Senate debates

Wednesday, 11 November 2020

Bills

Economic Recovery Package (JobMaker Hiring Credit) Amendment Bill 2020; Consideration of House of Representatives Message

6:16 pm

Photo of Simon BirminghamSimon Birmingham (SA, Liberal Party, Minister for Trade) Share this | Hansard source

The subsidy relates to new staff being employed and those new staff, in terms of the growth of payroll, adding to payroll. Of course, the wages that they are paid are the wages as dictated in awards, EBAs or other employment conditions. In that sense, what the staff member receives, whether they be an existing staff member or a new staff member, are the wages to which they are entitled.
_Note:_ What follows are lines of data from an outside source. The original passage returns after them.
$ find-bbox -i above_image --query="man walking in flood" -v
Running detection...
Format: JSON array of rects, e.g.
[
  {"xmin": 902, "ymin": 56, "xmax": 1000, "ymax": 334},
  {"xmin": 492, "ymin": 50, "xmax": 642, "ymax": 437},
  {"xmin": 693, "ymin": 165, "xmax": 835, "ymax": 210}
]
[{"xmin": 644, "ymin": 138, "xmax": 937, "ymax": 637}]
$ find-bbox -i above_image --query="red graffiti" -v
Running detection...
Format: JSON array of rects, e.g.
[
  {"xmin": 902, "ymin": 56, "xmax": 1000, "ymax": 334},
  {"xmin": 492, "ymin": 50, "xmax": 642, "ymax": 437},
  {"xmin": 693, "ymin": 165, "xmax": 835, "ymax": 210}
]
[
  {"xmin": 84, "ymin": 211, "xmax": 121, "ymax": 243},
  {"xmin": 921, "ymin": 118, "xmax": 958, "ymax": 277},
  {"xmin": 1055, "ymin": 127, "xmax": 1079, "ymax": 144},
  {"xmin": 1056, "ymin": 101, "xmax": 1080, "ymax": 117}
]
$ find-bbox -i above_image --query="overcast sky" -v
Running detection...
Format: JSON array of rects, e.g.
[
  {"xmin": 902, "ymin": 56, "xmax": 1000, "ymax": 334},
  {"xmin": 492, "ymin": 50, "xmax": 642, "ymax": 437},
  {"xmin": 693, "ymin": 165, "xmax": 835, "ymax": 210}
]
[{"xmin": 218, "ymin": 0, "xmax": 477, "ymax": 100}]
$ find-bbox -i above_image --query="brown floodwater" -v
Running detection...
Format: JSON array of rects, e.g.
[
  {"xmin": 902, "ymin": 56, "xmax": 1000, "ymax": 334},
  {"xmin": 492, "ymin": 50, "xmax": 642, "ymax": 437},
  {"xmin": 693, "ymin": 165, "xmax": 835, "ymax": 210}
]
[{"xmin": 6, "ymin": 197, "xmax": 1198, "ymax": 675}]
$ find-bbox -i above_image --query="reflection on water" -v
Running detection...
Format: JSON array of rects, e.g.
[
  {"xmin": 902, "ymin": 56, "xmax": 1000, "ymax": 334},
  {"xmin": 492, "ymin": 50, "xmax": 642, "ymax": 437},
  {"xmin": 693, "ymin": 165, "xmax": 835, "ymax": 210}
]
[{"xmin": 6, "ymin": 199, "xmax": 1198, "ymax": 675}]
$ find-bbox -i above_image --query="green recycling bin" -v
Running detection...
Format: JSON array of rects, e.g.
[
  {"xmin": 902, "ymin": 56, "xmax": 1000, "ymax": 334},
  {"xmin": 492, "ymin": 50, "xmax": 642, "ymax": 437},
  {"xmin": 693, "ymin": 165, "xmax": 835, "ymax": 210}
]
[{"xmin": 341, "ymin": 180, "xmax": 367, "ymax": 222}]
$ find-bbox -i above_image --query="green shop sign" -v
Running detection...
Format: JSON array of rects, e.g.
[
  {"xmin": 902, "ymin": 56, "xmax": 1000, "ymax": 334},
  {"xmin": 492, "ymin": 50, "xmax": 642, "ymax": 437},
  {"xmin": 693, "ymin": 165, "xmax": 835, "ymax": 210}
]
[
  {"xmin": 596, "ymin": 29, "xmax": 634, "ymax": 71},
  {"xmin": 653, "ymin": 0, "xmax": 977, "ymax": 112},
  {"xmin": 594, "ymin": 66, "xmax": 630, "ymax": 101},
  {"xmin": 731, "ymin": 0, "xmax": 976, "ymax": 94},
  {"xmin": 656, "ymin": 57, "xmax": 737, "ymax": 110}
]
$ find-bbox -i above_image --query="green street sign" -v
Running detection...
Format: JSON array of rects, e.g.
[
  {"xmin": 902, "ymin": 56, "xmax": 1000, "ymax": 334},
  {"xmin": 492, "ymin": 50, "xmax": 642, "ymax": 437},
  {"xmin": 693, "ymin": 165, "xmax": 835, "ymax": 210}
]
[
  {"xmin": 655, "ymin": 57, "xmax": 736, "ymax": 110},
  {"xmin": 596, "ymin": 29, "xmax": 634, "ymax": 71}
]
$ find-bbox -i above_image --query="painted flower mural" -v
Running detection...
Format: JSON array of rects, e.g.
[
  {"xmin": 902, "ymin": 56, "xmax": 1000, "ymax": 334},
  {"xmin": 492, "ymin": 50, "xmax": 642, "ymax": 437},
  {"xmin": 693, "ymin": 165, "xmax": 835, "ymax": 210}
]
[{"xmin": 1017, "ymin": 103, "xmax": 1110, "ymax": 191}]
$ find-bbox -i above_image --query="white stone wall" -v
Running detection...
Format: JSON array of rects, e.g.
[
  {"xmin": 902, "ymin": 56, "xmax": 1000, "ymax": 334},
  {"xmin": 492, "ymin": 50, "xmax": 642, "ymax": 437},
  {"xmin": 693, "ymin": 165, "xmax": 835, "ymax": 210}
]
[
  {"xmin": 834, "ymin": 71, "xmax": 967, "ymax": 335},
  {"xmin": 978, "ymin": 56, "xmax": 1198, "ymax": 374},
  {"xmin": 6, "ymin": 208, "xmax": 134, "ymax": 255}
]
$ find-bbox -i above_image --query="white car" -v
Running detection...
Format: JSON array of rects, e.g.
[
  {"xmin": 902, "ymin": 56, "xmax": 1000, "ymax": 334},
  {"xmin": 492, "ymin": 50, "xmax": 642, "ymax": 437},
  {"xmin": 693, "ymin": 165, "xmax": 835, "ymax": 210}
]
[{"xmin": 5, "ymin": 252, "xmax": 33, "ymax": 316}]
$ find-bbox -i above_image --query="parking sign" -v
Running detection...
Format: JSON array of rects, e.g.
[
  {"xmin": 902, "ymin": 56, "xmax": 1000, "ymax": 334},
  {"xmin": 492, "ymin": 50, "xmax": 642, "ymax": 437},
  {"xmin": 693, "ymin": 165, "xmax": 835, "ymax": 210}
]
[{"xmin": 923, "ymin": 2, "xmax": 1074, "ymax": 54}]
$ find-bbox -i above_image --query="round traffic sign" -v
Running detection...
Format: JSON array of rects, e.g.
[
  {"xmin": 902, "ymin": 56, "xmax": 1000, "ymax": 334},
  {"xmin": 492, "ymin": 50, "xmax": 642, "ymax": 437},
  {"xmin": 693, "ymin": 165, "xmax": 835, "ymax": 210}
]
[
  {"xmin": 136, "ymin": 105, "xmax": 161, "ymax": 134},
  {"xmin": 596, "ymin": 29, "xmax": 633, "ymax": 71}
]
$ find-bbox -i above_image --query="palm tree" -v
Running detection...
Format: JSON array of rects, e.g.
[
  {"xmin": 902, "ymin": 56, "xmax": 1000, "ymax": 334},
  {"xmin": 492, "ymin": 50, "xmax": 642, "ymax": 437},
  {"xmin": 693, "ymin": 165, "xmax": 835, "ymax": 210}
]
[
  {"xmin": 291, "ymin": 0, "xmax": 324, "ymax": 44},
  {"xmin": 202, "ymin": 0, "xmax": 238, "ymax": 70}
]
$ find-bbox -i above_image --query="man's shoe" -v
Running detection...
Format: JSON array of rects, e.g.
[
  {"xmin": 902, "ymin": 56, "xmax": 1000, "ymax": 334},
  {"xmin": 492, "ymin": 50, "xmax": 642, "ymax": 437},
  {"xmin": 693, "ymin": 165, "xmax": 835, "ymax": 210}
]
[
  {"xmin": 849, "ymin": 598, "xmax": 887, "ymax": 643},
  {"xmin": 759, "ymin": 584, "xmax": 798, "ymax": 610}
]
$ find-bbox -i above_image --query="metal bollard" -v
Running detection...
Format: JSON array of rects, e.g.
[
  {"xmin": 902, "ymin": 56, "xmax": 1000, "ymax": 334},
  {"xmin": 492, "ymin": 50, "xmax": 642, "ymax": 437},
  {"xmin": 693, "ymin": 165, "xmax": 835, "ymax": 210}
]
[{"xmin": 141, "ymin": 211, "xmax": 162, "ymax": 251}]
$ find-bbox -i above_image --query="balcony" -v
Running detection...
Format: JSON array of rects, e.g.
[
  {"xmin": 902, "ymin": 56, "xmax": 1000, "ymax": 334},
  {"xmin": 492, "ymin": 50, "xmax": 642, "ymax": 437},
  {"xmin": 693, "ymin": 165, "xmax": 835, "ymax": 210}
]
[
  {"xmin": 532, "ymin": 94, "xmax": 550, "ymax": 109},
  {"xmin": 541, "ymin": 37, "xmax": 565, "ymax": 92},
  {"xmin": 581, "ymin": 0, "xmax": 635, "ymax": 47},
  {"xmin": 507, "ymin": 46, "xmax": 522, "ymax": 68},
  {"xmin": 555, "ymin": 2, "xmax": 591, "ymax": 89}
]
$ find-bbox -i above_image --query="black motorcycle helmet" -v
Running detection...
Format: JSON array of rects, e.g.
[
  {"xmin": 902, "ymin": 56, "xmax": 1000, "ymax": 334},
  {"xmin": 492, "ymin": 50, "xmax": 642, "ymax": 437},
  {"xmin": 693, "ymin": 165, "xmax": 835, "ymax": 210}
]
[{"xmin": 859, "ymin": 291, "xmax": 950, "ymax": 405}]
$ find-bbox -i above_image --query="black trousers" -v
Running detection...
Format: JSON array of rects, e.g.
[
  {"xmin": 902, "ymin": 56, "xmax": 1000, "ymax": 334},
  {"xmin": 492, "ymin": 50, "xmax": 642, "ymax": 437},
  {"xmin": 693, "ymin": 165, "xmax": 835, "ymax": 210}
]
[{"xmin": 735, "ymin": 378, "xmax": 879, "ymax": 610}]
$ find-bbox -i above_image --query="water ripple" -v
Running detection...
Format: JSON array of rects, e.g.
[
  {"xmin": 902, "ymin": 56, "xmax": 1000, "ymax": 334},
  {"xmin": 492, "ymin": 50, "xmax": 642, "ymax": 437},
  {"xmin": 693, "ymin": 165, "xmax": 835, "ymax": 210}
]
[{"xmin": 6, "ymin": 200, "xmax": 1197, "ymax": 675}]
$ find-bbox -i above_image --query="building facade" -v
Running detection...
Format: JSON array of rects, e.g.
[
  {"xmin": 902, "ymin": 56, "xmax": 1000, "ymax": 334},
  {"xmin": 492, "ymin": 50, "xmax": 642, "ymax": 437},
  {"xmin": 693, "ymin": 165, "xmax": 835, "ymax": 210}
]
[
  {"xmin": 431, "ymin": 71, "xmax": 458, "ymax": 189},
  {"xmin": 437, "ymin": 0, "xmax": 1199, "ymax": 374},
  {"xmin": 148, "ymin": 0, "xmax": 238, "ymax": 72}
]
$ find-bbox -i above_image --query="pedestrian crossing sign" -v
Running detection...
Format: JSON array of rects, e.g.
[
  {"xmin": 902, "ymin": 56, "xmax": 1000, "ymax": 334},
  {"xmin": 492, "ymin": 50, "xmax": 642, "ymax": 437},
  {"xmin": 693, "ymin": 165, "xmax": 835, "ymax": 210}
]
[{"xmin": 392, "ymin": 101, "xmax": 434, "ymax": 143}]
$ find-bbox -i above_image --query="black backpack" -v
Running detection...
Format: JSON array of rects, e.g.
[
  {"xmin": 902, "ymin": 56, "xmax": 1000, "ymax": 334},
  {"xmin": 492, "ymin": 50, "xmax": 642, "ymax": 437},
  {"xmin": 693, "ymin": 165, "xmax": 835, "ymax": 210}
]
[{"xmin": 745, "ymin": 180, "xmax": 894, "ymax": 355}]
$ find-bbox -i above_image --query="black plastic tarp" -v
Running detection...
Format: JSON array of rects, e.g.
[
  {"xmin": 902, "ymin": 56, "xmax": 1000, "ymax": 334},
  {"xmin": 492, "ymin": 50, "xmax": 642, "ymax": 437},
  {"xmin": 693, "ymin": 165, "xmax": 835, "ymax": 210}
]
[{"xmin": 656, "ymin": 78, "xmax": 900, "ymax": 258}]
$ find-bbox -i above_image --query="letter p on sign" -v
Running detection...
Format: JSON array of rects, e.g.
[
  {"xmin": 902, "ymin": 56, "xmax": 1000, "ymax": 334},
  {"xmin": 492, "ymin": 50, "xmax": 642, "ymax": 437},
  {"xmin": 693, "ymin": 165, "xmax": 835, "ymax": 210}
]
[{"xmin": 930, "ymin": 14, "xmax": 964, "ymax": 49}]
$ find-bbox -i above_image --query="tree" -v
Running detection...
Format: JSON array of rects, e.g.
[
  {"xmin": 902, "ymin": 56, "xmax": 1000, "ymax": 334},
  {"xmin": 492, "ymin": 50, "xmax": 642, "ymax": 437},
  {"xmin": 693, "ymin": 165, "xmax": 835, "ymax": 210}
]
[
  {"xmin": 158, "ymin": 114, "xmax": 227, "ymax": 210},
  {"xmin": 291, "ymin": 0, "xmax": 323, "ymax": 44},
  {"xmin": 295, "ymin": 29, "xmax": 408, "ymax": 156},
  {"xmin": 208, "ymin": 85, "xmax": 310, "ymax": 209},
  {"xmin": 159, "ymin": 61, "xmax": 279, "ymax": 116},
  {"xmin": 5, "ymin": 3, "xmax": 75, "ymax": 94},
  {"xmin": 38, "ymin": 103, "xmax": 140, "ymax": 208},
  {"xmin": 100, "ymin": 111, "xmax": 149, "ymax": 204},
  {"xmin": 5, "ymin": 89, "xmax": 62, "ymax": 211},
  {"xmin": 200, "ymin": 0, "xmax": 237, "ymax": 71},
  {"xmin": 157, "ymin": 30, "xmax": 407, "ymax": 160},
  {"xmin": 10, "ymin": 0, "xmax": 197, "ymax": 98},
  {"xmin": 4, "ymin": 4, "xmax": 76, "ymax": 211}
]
The payment is designed as an incentive or a wage subsidy. It is an incentive for employers to take on more young Australians. That is the fundamental premise behind this. All the evidence—from the past and recently—is that, when young people get stuck on unemployment benefits, when they get stuck on JobSeeker, they can be stuck for a very long period of time. So this is an incentive for employers so we can avoid that. The evidence from the last recession we had was clear. Youth unemployment took far longer to recover to its pre-recession levels than the overall unemployment rate did. What we are trying to do here is tackle a known problem in previous economic downturns. We are targeting that particular problem and providing an incentive to get young Australians out of the perennial cycle of unemployment that could plague their lives for a long time without this type of intervention.